* * * * *
She had been frightened, stabbed through and through by the look they had interchanged, by the wordless something which had passed between them. But now she wondered suddenly, passionately, amazedly, if he had really understood all the dagger-like possibilities of their talk.
“Neale,” she challenged him, “don’t you put any limits on this? Isn’t there anywhere you’d stop out of sheer respect? Nothing too hallowed by . . .”
“Nothing. Nothing,” he answered her, his face pale, his eyes deep and enduring. “It’s lying down, not to answer the challenge when it comes. How do you know what you have to deal with if you won’t look to see? You may find out that something you have been trusting is growing out of a poisonous root. That does happen. What’s the use of pretending that it couldn’t to you, as to anybody else? And what’s the use of having lived honestly, if you haven’t grown brave enough to do whatever needs to be done? If you are scared by the idea that your motherhood may be only inverted sensuality, or if you think there is any possibility that the children would be better off in other hands, or if you think . . . if you think there is any other terrifying possibility in our life here, for God’s sake look into your own heart and see for yourself! It all sounds like nonsense to me, but . . .”

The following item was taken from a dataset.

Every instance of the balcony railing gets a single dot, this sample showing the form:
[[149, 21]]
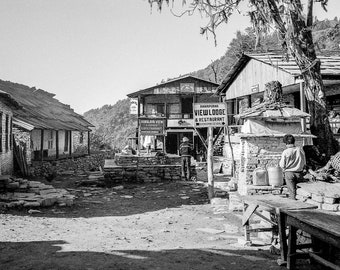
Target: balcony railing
[[172, 115]]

She snatched at the straw, she who longed so for help. “Oh, Neale, if you think so, I know . . .”
“I won’t have you taking my word for it!” he told her roughly. “I can’t tell what’s back of what you do. And you oughtn’t to take my word for it if I tried to. Nobody on earth can make your decision for you, but you yourself.” The drops stood out on his forehead as he spoke, and ran down his pale face.
She quivered and was silent for a moment. Then, “Neale, where shall I get the strength to do that?” she asked.
He looked full in her face. “I don’t know anywhere to go for strength but out of one’s naked human heart,” he said.
She shrank from the rigor of this with a qualm of actual fear. “I think I must have something else,” she told him wildly.
“I don’t know,” he returned. “I don’t know at all about that. I’m no mystic. I can’t help you there, dear. But I know, as well as I know anything on earth, that anything that’s worth having in anybody’s life, his parent-hood, his marriage, his love, his ambition, can stand any honest challenge it can be put to. If it can’t, it’s not valid and ought to be changed or discarded.” His gaze on her was immeasurably steady.
She longed unspeakably for something else from him, some warming, comforting assurance of help, some heartening, stimulating encouragement along that stark, bleak way.
* * * * *
Somehow they were standing up now, both pale, looking profoundly into each other’s eyes. Something almost palpable, of which not a word had been spoken aloud, came and stood there between them, and through it they still looked at each other. They had left words far behind now, in the fierce velocity of their thoughts.